I wanted this story to be a minor but significant social history. I decided on the history of the fatal fire in the Woolworths department store in 1979, which has been a relatively forgotten corporate disaster. I really wanted to extend the idea of a choir or a voice or a collective of people speaking and singing together to tell that story of the fire. The final section of the film is a narrative woven together from different accounts of the fire by various people, those trapped in the fire, witnesses, (the majority of which were working class boys and girls) the emergency services, journalists and the coroner. In the final section, these people gather and become a chorus, which communicates the story of the Woolworths fire to you.
That’s how I think of it. There is a strong, purposeful narrative to it but there are also deliberate, lurching surprises and changes of context. I think that happens in all my films, they are really rhythmic and change space. I really want them to have an intense dramatic shift. I want to tell these intense dramas that really focus collective history in a dramatic way. It’s actually quite difficult to film and narrate objects. One of the ways you can do it is through melody and music, percussion but also through what I call big formal shifts so a way of proceeding through a film is established and then that turned on its head and then another way of making the film is established.
Have you any advice for emerging artists?
Go to an interesting art school if you can. The most important thing for an artist at any level is to find other artists. When I came out of art school, I got together with a group of artist friends and we persuaded someone to let us use their building in Shoreditch, London. At the time, Shoreditch was a complete dead zone; it was all derelict or ex-industrial buildings. We held lots of shows there. We spent two years doing it, we worked together and we agonized over every decision. It was an amazing education.

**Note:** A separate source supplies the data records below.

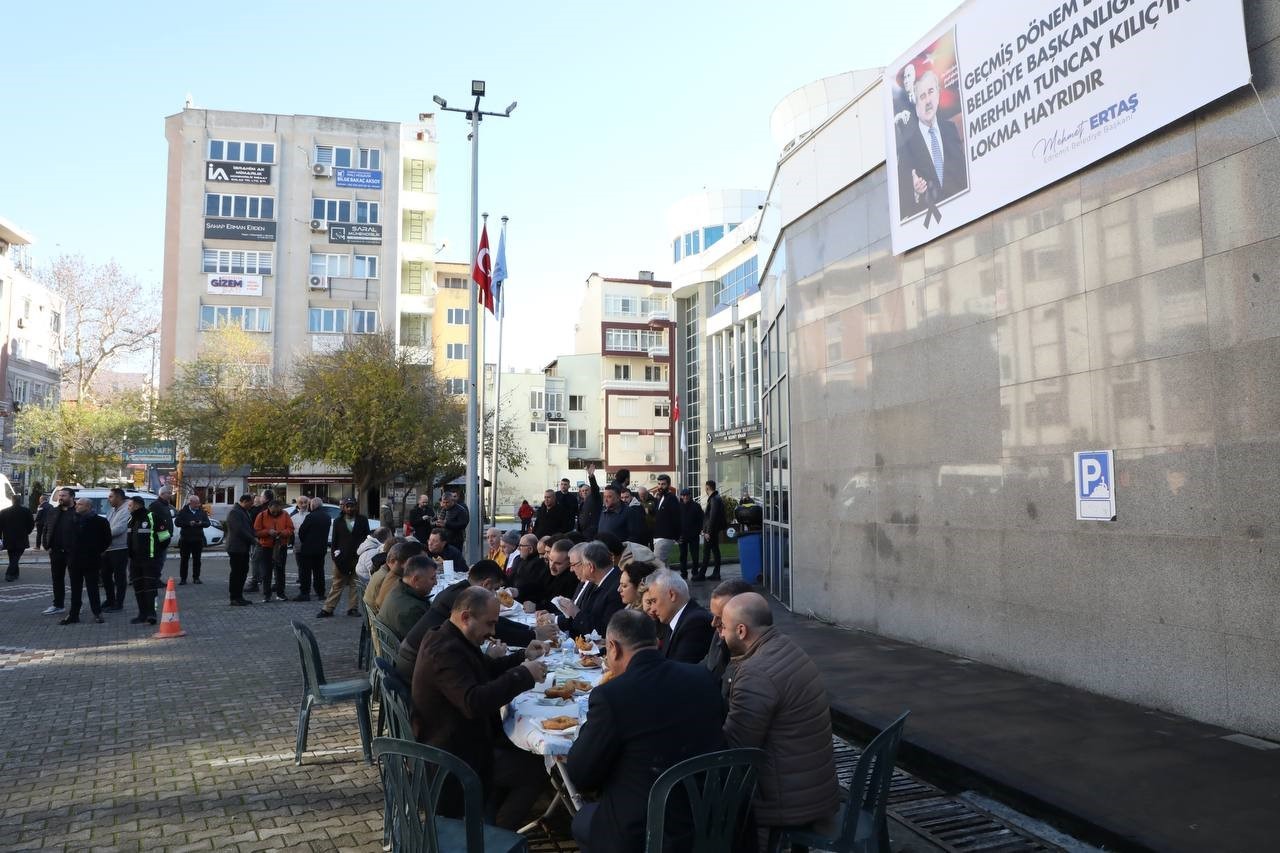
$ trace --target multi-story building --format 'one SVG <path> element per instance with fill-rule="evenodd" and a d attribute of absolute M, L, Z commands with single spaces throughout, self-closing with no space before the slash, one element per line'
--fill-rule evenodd
<path fill-rule="evenodd" d="M 680 481 L 715 480 L 726 495 L 759 494 L 760 274 L 751 235 L 765 194 L 696 193 L 667 212 L 675 300 Z"/>
<path fill-rule="evenodd" d="M 0 219 L 0 471 L 18 494 L 30 484 L 34 460 L 30 448 L 15 447 L 13 419 L 23 406 L 53 405 L 59 399 L 62 372 L 62 298 L 31 273 L 29 247 L 34 239 Z"/>
<path fill-rule="evenodd" d="M 284 375 L 345 335 L 400 338 L 402 310 L 429 313 L 435 122 L 419 119 L 187 108 L 165 120 L 162 386 L 222 324 L 260 336 L 266 371 Z"/>
<path fill-rule="evenodd" d="M 641 485 L 675 474 L 670 291 L 671 283 L 652 272 L 636 278 L 592 273 L 575 329 L 574 352 L 599 356 L 605 467 L 626 468 Z"/>
<path fill-rule="evenodd" d="M 444 380 L 451 394 L 467 392 L 470 368 L 470 321 L 475 310 L 477 288 L 471 281 L 471 266 L 461 262 L 436 264 L 436 287 L 432 313 L 424 317 L 430 335 L 429 347 L 435 374 Z M 404 322 L 401 315 L 401 322 Z M 416 318 L 415 318 L 416 321 Z M 484 316 L 480 317 L 480 352 L 484 352 Z M 403 330 L 403 326 L 401 327 Z M 401 343 L 403 343 L 403 339 Z"/>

You end up building up a network of support, a peer group. So, I think that whether it’s putting on exhibitions, setting up a studio, doing a website or publishing together, I think setting up a network of like-minded people with whom you can make art with really helps you get by in those lean years. Unless you are one in thousands and thousands, there are those lean years where it seems like nobody’s interested and so you find this small community for yourself. You learn a lot and I found it so enjoyable, so exciting and interesting. I think that that is the most important thing, is too find that peer group and community.
I mean obviously there are all kinds of professional things. The Art world is a weird world in which to build a career, where there is no obvious career progression. There are people who are really good at networking, they’re really gregarious and find it easier to socialize, that can be a real asset but many artists aren’t good at that.

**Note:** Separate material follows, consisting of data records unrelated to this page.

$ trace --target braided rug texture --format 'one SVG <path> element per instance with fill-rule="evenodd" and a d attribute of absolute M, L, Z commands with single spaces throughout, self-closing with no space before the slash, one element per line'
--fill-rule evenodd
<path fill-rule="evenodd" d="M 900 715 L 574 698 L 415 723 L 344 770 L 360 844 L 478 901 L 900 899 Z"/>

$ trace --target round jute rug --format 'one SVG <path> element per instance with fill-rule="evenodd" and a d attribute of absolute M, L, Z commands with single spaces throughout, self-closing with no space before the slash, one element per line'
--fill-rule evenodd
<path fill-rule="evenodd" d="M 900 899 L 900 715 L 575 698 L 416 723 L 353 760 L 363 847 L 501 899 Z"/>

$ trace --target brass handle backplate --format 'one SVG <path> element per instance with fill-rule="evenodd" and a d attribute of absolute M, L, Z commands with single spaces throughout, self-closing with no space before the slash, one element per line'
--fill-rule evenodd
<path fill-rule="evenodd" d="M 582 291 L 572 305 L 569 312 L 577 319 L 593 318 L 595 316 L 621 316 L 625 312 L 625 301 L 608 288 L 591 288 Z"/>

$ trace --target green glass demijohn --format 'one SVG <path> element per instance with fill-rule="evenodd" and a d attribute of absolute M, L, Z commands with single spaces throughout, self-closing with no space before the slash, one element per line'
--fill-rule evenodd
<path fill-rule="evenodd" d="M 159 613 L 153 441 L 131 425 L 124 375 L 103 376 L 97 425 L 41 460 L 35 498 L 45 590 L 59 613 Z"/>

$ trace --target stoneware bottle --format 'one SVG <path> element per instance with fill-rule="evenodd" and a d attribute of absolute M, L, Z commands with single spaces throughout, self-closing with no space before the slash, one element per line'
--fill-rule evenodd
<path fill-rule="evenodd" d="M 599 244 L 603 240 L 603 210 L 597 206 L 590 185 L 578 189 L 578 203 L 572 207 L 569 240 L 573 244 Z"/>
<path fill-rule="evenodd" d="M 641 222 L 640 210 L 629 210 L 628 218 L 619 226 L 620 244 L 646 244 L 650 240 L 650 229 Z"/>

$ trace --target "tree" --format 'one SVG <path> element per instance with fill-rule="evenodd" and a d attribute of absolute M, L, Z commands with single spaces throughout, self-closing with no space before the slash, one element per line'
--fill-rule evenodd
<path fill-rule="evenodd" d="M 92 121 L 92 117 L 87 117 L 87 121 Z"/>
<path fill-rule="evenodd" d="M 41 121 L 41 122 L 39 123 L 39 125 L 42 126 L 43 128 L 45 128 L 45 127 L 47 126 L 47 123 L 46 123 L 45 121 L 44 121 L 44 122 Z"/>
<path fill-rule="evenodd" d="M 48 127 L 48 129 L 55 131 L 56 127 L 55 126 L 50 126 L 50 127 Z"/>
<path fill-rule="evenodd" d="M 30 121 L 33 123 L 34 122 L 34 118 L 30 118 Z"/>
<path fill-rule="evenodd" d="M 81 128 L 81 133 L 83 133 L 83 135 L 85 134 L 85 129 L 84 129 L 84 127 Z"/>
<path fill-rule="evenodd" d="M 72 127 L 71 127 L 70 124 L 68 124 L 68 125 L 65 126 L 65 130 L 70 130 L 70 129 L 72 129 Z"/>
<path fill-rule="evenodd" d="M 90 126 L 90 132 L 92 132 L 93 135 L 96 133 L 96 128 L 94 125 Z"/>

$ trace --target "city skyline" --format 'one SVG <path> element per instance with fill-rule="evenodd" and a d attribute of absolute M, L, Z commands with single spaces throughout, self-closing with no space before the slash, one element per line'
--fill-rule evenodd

I would see other artists and it’s easy to look at them and think “oh no,” because I was always terrible at that stuff but in art you have to use what you are good at, if you find that you not good at some part of it, don’t agonize about it. If you find that you are really good at socializing then go out, hang out and make friends, convince people how interesting you are.

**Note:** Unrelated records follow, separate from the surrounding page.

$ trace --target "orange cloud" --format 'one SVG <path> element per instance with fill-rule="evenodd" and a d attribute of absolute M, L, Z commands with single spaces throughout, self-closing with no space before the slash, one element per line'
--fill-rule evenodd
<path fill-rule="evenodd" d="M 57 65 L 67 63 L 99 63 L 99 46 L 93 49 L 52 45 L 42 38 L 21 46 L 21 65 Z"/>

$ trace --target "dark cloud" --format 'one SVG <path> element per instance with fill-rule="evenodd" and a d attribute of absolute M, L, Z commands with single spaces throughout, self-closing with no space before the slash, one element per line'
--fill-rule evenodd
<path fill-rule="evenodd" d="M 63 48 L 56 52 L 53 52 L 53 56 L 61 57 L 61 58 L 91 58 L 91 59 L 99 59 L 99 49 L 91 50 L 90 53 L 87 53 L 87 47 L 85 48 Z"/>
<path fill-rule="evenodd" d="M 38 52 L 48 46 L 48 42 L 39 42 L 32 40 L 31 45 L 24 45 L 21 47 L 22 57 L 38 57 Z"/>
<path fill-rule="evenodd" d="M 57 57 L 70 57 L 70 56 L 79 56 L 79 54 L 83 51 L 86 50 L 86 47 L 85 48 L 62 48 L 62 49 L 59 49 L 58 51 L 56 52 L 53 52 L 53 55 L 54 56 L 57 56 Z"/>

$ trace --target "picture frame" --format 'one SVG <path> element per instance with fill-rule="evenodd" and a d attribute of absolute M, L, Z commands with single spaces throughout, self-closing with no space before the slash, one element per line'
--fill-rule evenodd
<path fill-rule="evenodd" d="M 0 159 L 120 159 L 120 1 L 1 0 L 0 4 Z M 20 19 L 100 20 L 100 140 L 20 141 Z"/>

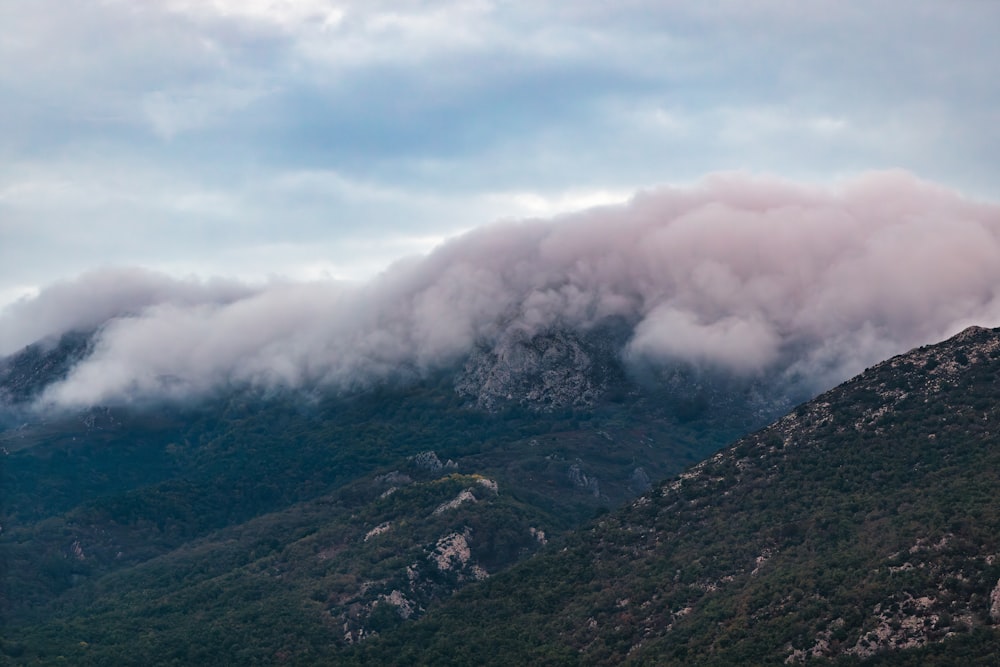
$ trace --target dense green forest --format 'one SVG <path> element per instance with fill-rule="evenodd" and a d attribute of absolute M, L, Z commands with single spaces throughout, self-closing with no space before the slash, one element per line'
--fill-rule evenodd
<path fill-rule="evenodd" d="M 721 451 L 747 413 L 670 400 L 442 376 L 8 429 L 3 659 L 995 664 L 1000 331 Z"/>
<path fill-rule="evenodd" d="M 885 362 L 360 664 L 996 664 L 1000 331 Z"/>
<path fill-rule="evenodd" d="M 0 369 L 8 396 L 37 395 L 85 346 L 29 348 Z M 484 410 L 442 373 L 348 395 L 243 390 L 8 417 L 4 655 L 318 659 L 418 618 L 766 418 L 735 394 L 713 407 L 707 391 L 618 377 L 606 400 L 559 409 Z M 464 548 L 466 561 L 436 565 Z"/>

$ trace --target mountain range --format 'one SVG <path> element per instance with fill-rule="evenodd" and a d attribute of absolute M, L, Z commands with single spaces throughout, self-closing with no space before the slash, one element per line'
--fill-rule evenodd
<path fill-rule="evenodd" d="M 800 405 L 361 663 L 996 664 L 998 423 L 1000 330 L 970 328 Z"/>
<path fill-rule="evenodd" d="M 680 362 L 640 372 L 621 337 L 512 333 L 374 389 L 77 412 L 37 400 L 91 335 L 29 346 L 0 362 L 3 656 L 996 654 L 1000 332 L 895 357 L 759 431 L 801 390 Z"/>
<path fill-rule="evenodd" d="M 190 602 L 199 617 L 181 604 L 167 624 L 176 636 L 151 635 L 145 654 L 129 646 L 145 664 L 164 642 L 218 650 L 239 636 L 223 620 L 230 596 L 256 588 L 245 568 L 264 563 L 283 563 L 267 566 L 281 584 L 251 607 L 290 605 L 288 635 L 318 633 L 310 655 L 347 646 L 384 629 L 379 602 L 399 600 L 401 582 L 415 590 L 389 619 L 419 617 L 788 403 L 759 381 L 692 365 L 638 377 L 618 352 L 623 332 L 512 333 L 451 369 L 354 392 L 247 386 L 84 410 L 39 403 L 91 353 L 94 333 L 28 346 L 0 362 L 8 654 L 44 661 L 84 642 L 87 655 L 118 661 L 132 636 L 122 627 L 225 576 L 229 601 Z M 471 560 L 438 566 L 435 553 L 466 547 Z M 140 590 L 138 607 L 120 599 Z M 219 636 L 183 639 L 206 618 Z M 261 648 L 259 629 L 239 625 L 255 659 L 295 655 L 284 639 Z M 217 659 L 198 656 L 185 659 Z"/>

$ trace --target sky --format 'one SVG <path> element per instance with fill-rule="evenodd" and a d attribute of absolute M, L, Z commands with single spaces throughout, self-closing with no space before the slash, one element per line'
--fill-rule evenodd
<path fill-rule="evenodd" d="M 5 0 L 0 303 L 95 267 L 367 279 L 741 170 L 1000 199 L 1000 5 Z"/>
<path fill-rule="evenodd" d="M 231 313 L 260 299 L 339 313 L 364 309 L 359 295 L 374 294 L 367 317 L 385 320 L 378 313 L 390 307 L 416 312 L 414 301 L 394 301 L 403 292 L 431 301 L 433 292 L 444 301 L 427 312 L 458 321 L 463 333 L 458 342 L 432 332 L 408 338 L 404 356 L 420 366 L 484 335 L 477 318 L 499 317 L 512 303 L 523 310 L 560 280 L 577 285 L 575 260 L 599 263 L 586 255 L 594 248 L 580 248 L 586 256 L 556 262 L 560 278 L 543 271 L 541 283 L 510 293 L 503 290 L 516 281 L 503 278 L 494 296 L 505 296 L 477 305 L 457 287 L 435 291 L 457 280 L 442 258 L 455 266 L 491 258 L 502 273 L 528 253 L 536 266 L 551 252 L 546 238 L 575 247 L 576 232 L 565 229 L 589 224 L 587 238 L 629 261 L 635 248 L 615 226 L 640 225 L 633 216 L 649 210 L 659 211 L 661 230 L 695 209 L 735 211 L 703 216 L 696 245 L 705 265 L 723 267 L 713 280 L 735 275 L 741 294 L 753 282 L 745 258 L 714 235 L 735 234 L 744 250 L 775 239 L 783 257 L 817 262 L 773 257 L 800 266 L 782 274 L 778 292 L 793 278 L 836 291 L 826 272 L 863 257 L 901 267 L 863 275 L 907 292 L 926 271 L 910 250 L 923 260 L 935 244 L 974 251 L 978 264 L 943 258 L 955 272 L 943 280 L 948 289 L 923 304 L 909 297 L 914 312 L 944 304 L 937 298 L 964 310 L 890 327 L 880 313 L 894 308 L 896 293 L 876 290 L 885 301 L 842 318 L 891 342 L 862 348 L 870 354 L 850 368 L 994 312 L 995 2 L 5 0 L 0 25 L 0 354 L 123 309 L 148 315 L 130 325 L 186 309 L 173 313 L 175 324 L 196 326 L 208 310 Z M 698 200 L 705 193 L 718 201 Z M 931 201 L 934 213 L 887 204 L 894 196 Z M 753 201 L 804 206 L 829 227 L 810 237 L 783 223 L 734 223 L 760 213 Z M 908 236 L 902 222 L 919 228 L 912 248 L 884 236 Z M 942 243 L 948 235 L 955 238 Z M 493 245 L 484 251 L 485 239 Z M 813 239 L 836 241 L 819 257 Z M 673 249 L 663 253 L 658 261 L 679 261 Z M 427 289 L 400 287 L 404 277 Z M 619 304 L 639 326 L 636 354 L 690 340 L 691 354 L 738 366 L 731 343 L 751 340 L 761 356 L 744 365 L 759 367 L 806 335 L 787 331 L 805 321 L 805 301 L 794 317 L 760 294 L 748 297 L 750 308 L 722 299 L 705 310 L 681 303 L 693 293 L 686 287 L 663 297 L 661 274 L 632 279 L 617 292 L 581 289 L 640 295 Z M 442 294 L 467 298 L 476 316 Z M 381 330 L 360 317 L 352 331 Z M 119 329 L 106 340 L 124 336 Z M 281 338 L 262 335 L 265 346 Z M 323 336 L 334 334 L 309 335 L 318 337 L 312 352 L 286 360 L 281 377 L 301 376 L 302 360 L 315 361 L 316 346 L 328 347 Z M 260 372 L 277 371 L 268 362 Z M 142 384 L 129 373 L 114 391 Z"/>

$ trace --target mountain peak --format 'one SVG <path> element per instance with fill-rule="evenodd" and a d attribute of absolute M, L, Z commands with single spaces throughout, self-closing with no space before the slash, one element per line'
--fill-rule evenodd
<path fill-rule="evenodd" d="M 977 325 L 972 325 L 962 329 L 960 332 L 952 336 L 949 340 L 955 342 L 978 342 L 984 337 L 996 336 L 1000 329 L 988 329 L 986 327 L 981 327 Z"/>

If you’re really not like that then find a close knit group of friends, develop your own projects, work with them and then hopefully, gradually, it takes a bit of luck and a lot of perseverance but things can start to happen. You get a show here and there but it’s not a straight road. It’s sort of winding and wiggly road with a few bumps but I had some great nights, hanging out and being useless at networking. So, hangout and meet up with your mates and slag off the show. Yeah, I had some good times. Now, I’m very sensible and I don’t stay out all night!